Andrew Stirling A lot of the things we have been discussing argue against your point. The reasons why the public may or may not be sceptical about a new technology are far more subtle than you are imply. Taking your example of the car, it is in fact the case that petroleum products were first used in the war - Greek fire was petrochemicals - and we have none the less applied them. So the very example you choose is one of how people's willingness to commit to or be sceptical of a new technology is much more subtle than simply an aversion to things not natural, or whatever.
Raj Persaud I still think there is psychology around people's approach to uncertainty and we have to unpack that. My patients labour under the misapprehension that I am taking the risk. I can explain the various risks, but they are the ones who are going to have to make the choice.
Kate Lloyd I was just thinking about a context in which an enormous amount of risk is taken that is often ill considered, and that is adolescence. I do not know whether adolescence is a psychiatric state. But certainly, as an adolescent, one has the impression that one is completely invincible and that the horrendous risks that you take will have no adverse consequences at all. And that is clearly not true.
Christine Doyle I came across a computer game developed at a research institution that was shown to teenagers who had to assess risk in all sorts of different situations by imagining that aliens from a very pure world were coming to land on earth. The aliens would question them about how they could be safe on earth and what things they needed to avoid, or what they had to do to be in the healthiest or almost risk-free situations. I think it would be quite a useful thing to introduce to schools.
John Adams I think a very important and necessary tension should exist between the likes of Ed Mayo and the likes of big bad industry. If the government decided to listen to only one of them, if it listened to the extreme version, then virtually all scientific progress would come to a halt. If big business were allowed to rampage around completely unconstrained, that would not be a very attractive world, either. We need these perspectives. We have to be resigned to the fact that they are never going to agree completely.
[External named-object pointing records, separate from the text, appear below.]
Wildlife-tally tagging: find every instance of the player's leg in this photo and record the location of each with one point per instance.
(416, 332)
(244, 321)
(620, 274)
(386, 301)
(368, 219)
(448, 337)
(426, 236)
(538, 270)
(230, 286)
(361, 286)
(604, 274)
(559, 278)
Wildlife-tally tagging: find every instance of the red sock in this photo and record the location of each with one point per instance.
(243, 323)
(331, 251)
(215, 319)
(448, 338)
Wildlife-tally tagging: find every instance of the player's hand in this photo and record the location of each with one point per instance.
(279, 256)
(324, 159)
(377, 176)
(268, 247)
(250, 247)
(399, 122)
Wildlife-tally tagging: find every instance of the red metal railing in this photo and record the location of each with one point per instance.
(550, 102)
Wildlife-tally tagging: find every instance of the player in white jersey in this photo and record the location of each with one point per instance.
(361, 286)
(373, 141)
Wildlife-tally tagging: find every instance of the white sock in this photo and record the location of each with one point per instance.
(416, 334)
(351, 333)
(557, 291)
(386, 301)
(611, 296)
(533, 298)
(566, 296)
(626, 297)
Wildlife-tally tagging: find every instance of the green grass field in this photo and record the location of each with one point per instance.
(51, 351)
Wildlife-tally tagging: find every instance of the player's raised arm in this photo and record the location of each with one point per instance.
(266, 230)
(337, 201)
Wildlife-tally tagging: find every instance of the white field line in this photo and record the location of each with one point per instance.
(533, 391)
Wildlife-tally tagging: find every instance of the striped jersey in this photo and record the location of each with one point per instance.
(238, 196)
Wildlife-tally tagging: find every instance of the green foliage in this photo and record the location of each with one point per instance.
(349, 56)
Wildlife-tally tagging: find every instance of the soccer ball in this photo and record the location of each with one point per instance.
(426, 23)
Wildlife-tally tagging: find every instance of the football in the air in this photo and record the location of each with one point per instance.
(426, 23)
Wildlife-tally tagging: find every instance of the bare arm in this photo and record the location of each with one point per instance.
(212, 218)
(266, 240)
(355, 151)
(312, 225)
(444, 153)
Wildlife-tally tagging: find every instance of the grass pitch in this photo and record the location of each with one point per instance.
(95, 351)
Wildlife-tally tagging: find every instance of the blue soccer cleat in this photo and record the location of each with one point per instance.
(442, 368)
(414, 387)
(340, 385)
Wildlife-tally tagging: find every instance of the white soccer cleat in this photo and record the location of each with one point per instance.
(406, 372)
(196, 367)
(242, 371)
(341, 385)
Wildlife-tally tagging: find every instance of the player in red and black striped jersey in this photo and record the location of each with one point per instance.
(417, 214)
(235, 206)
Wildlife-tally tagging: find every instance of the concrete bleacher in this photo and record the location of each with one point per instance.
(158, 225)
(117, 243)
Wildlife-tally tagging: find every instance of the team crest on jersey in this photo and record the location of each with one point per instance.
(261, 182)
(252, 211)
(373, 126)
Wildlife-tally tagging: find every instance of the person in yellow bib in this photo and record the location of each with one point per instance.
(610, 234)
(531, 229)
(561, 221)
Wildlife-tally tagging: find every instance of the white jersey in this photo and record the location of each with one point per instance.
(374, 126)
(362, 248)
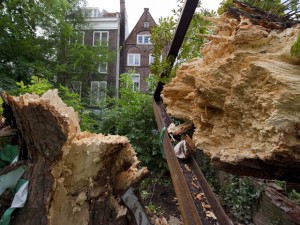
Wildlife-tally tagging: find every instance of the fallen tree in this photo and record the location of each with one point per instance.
(74, 177)
(243, 96)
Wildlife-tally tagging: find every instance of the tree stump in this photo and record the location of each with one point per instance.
(74, 177)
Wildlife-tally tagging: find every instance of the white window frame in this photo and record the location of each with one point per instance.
(100, 37)
(98, 91)
(136, 79)
(151, 59)
(103, 65)
(143, 41)
(133, 59)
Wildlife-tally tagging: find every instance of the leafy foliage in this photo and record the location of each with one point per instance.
(42, 38)
(38, 86)
(131, 115)
(161, 37)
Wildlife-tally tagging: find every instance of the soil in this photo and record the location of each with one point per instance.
(160, 199)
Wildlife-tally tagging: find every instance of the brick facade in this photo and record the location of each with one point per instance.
(131, 46)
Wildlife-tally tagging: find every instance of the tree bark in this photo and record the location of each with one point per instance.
(74, 177)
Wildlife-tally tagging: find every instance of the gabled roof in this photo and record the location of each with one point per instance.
(139, 27)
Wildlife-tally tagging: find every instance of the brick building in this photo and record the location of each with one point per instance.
(138, 50)
(110, 29)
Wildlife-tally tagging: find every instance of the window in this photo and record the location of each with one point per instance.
(143, 39)
(77, 37)
(100, 37)
(98, 91)
(151, 84)
(135, 82)
(151, 59)
(133, 59)
(146, 24)
(102, 68)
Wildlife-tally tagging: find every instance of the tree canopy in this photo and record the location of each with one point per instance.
(43, 38)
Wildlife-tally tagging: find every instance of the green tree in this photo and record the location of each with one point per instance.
(131, 115)
(43, 38)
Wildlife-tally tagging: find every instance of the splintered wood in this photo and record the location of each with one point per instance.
(243, 98)
(75, 177)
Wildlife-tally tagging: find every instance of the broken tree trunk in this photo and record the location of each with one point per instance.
(243, 98)
(74, 177)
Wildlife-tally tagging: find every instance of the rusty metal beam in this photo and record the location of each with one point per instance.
(187, 208)
(182, 27)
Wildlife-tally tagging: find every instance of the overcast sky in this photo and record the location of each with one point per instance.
(135, 8)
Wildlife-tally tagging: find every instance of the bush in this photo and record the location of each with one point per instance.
(131, 115)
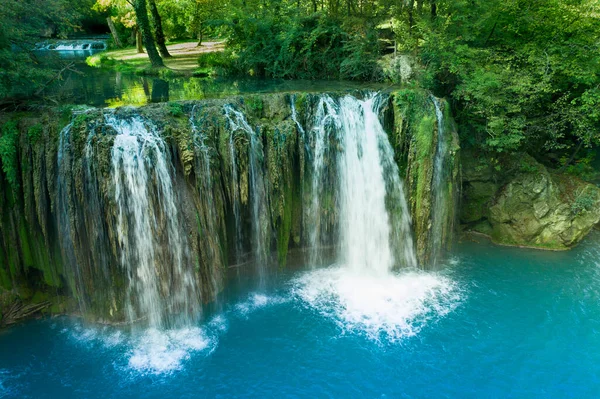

I think the Food Standards Agency is having a good go at it at the moment. One committee that did fall apart was on managing radioactive waste. It tried to bring all these different perspectives to the table but the committee members all wrestled with it inconclusively.
Colin Tudge I just really hate the Food Standards Agency. This is to do with risk. They did abandon Sudan1. But so what? This same agency is in place and presides over an agricultural structure that produced foot-and-mouth disease and BSE. This is entirely to do with policy and strategy. It worries about minute details while the whole structure seems designed to spread disease.
Niall Dickson One could challenge some of those statements. For one thing, holding the Food Standards Agency responsible for the entire Common Agricultural Policy seems a little over the top. I think we had better stop on that bombshell. I want to thank you all for your contributions. Thank you to the New Statesman and Pfizer for bringing us together.
Spencer Neal I would also like to thank you on behalf of the New Statesman. This is the second event in a series of six. In the first, in April, we looked at a 2020 vision for the NHS, and forthcoming events will continue to address the most pertinent issues in healthcare today. Thank you.